Adaptations are characteristics or behaviors that plants and animals have which help them survive in their environments. It is a common misconception, even among college students, that an animal can adapt to its environment by changing its traits. Use this fun backyard activity to help children understand that birds do not choose the shape and size of their beaks. The activity is designed for a group of two to four children in grades 2-6.

MATERIALS:

1 pair tweezers

1 pair wire pliers

1 pair kitchen tongs

1 small kitchen strainer

1 cup rice

10 poker chips, or other things that will sink in water

1 cup balsam fir needles

1 cup dried beans or nuts

1 pie tin per child

1 paper cup per child

1 short log (2-3 feet long)

2 shallow kitchen pans

Poster-size piece of paper for charting results

Pictures of local birds with distinctive types of beaks

SETUP:

Drill log with several holes, each angled slightly downward to hold rice grains; each hole should be about 1 inch deep and 1 inch in diameter. Fill a two- or three-gallon pail with water to a depth one-half the length of the tongs.

Set up four stations on an outdoor table: the log (upright) with a few grains of rice in each hole; the pail of water with poker chips (or sinkable substitute) at the bottom; a shallow pan with fir needles floating on water; and a shallow pan containing the dried beans or nuts. The tongs, pliers, tweezers and strainer represent respectively the beaks on: wading birds, finches such as a cardinal or sparrow, woodpeckers, and mallards or similar dabbling ducks.

THE ACTIVITY:

Assign each child a tool and starting station. Ask them to pretend that they are birds and the tools are their beaks.
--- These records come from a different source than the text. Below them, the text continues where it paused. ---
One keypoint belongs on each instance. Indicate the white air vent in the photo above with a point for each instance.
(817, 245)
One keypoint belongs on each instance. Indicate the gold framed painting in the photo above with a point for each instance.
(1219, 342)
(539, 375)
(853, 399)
At your signal, each child tries to pick up as many of the food objects as they can before you tell them to stop. They should put the objects they collect in paper cups. Allow 30 seconds at each station. A few rules: the dried beans or nuts must be cracked before they are dropped in the cup; poker chips must be retrieved without getting hands wet; and no hands allowed!

When time is up, ask each child to dump the contents of their cup into the pie tin and count the number collected. Record the results for each “beak type” on a chart, then rotate to the next station. Repeat the process until each child has tried each tool at every station. By the end, each child will have gone through each station with four different tools.

Discuss the results using the chart as a guide. Help children form the concepts that some beaks are better adapted for certain jobs than others and that, while some beaks are good for obtaining more than one thing, other beaks are good only for one task.

Introduce the photos or drawings, asking the children to talk about how individual beak shapes are adapted for eating certain foods. What happens to a bird when its food source disappears?